Melanopsin ganglion cells extend dendrites into the outer retina during early postnatal development.

Melanopsin ganglion cells express the photopigment melanopsin and are the first functional photoreceptors to develop in the mammalian retina. They have been shown to play a variety of important roles in visual development and behavior in the early postnatal period (Johnson et al., 2010; Kirkby and Feller, 2013; Rao et al., 2013; Renna et al., 2011). Here, we probed the maturation of the dendritic arbors of melanopsin ganglion cells during this developmental period in mice.
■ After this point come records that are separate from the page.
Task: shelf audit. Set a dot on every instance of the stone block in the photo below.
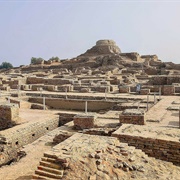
(168, 90)
(144, 91)
(124, 89)
(8, 115)
(85, 121)
(132, 116)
We found that some melanopsin ganglion cells (mainly the M1-subtype) transiently extend their dendrites not only into the inner plexiform layer (where they receive synaptic inputs from bipolar and amacrine cells) but also into the outer plexiform layer, where in mature retina, rod and cone photoreceptors are thought to contact only bipolar and horizontal cells. Thus, some immature melanopsin ganglion cells are biplexiform. This feature is much less common although still present in the mature retina. It reaches peak incidence 8-12 days after birth, before the eyes open and bipolar cells are sufficiently mature to link rods and cones to ganglion cells. At this age, some outer dendrites of melanopsin ganglion cells lie in close apposition to the axon terminals of cone photoreceptors and express a postsynaptic marker of glutamatergic transmission, postsynaptic density-95 protein (PSD-95). These findings raise the possibility of direct, monosynaptic connections between cones and melanopsin ganglion cells in the early postnatal retina. We provide a detailed description of the developmental profile of these processes and consider their possible functional and evolutionary significance.